The monsoon finally came and broke the heat. So now I can do things I couldn\’t even think about doing while it was hot–like clip the dogs\’ nails.
My nail clipping method requires me to be in intimate proximity to the dog. I usually end up covered in German Shepherd undercoat (creamy white in Lexi\’s case, gray in Wolfie\’s) with a thin layer of long red hairs (Bisou\’s) on top. A smattering of nail clippings combined with grit from the sander that I use for Lexi\’s nails also adheres to my sweaty skin. You can see why I don\’t like to do this in hot weather.
On nail-clipping mornings, I collect the treat bag containing little pieces of mozzarella from the fridge. Then I spread the special dog-nail-clipping sheet on the floor beside my bed, and turn on the high-intensity lamp. I don\’t have to call Wolfie or Bisou. The minute they see the treat bag they know what is coming. They love nail-clipping day.
I always do Wolfie first, because he is so well-behaved and I want him to inspire Lexi and Bisou. I sit on the floor with my legs stretched out, make him lie down between them and then roll over on his back. As soon as he does that, I deliver the first piece of cheese. I then proceed paw by paw with the clippers, administering praise and treats as I go.
Sometimes Wolfie moans and yodels as I clip, which makes me laugh. He also sighs a lot. Usually when I\’m halfway through with him, Lexi appears–these days she only comes upstairs for the cheese that goes with nail clipping. But with nail clipping we don\’t observe seniority, and Bisou is next.
Thanks to the excruciatingly good care and grooming she got from her breeder, Bisou is fine with manicures. The only problem is that she wiggles too much, because of the cheese. And because she is a Cavalier King Charles Spaniel, she has long, thick tufts of hair growing between her toes. Not only does this make her look like she\’s wearing slippers, but it makes the nails hard to find. Fortunately–because I do this ritual every two weeks–I only need to cut the very tips.
Lexi is terrified of having the clippers come anywhere near her nails, so for her I use one of those flat gizmos to which you attach a strip of sand paper. The tool is designed for sanding drywall, but it works fine on Lexi\’s nails, which are long because she doesn\’t wear them down by running around.
I start on the hind feet, which are the hardest. Lexi has terribly arthritic hips, so I understand that this is uncomfortable for her. But it\’s uncomfortable for me too, as I lean over her in a forward bend (it\’s a good thing I do yoga) to grasp a hind foot. No sooner have I done this than she kicks me with the other foot, scratching my arm. \”Gentle, Lexi,\” I admonish her. She puts back her ears and wags her tail, but I can tell she\’s worried. I give another swipe with the sander, and she kicks again. It is, I believe, almost involuntary. On we go, nail by nail, swipe, kick, scratch, swipe, kick, scratch.
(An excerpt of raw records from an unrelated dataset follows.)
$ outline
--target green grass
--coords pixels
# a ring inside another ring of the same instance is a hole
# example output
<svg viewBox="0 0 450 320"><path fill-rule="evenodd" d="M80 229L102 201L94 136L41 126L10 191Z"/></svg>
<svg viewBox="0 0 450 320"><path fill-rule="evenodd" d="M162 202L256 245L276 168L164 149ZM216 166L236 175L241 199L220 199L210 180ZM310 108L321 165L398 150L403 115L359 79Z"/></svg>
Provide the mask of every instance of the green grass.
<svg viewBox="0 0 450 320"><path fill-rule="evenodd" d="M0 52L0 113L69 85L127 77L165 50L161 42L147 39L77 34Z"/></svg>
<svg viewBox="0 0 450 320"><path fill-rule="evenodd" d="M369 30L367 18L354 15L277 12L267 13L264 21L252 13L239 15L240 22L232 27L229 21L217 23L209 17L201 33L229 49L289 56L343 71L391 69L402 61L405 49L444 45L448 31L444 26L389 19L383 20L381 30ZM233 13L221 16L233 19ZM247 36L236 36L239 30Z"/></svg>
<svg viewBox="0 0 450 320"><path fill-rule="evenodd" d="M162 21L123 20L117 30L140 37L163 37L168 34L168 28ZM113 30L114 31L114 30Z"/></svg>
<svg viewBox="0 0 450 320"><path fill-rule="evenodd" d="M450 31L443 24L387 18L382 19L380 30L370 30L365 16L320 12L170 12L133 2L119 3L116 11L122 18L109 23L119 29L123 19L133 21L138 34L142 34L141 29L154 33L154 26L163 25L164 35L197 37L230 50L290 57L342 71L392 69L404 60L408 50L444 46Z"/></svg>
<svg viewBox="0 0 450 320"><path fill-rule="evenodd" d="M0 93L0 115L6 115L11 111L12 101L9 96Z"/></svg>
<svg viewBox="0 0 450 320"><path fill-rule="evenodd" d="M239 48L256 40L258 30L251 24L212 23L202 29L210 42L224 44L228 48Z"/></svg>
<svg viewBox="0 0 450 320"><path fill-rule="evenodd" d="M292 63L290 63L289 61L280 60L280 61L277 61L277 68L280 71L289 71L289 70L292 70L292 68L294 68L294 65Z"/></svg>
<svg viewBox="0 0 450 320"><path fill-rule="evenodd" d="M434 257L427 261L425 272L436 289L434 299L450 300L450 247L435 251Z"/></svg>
Struggling with Lexi and with my rising temper, I wonder, when did this clipping of dog nails begin? I don\’t remember ever clipping a dog\’s nails until sometime in the 1990s. Yet before that none of my dogs developed foot malformations or got into difficulties because of their nails. I guess I started clipping dogs\’ nails about the same time that I began to brush dogs\’ teeth. That\’s what comes from reading too many dog books.
I give Lexi a treat, then go to the other hind foot. Sometimes she eventually relaxes. Other times, it\’s a struggle all the way through. One thing that invariably happens is that I skin my knuckles with the sanding tool.
The forefeet are easier, and I manage to get a couple of millimeters off each nail. When I finally say \”O.k.!\” poor slow arthritic Lexi gives a fish-like leap to her feet, snaps one last treat from my fingers, and streaks downstairs.
I put away the clipper and the sander, return the cheese to the fridge, and shake the sheet and myself off outside. Then I get out my calendar, count two weeks from today, and write \”dog nails\” on the July 24th slot. I hope it\’s cool again on that day.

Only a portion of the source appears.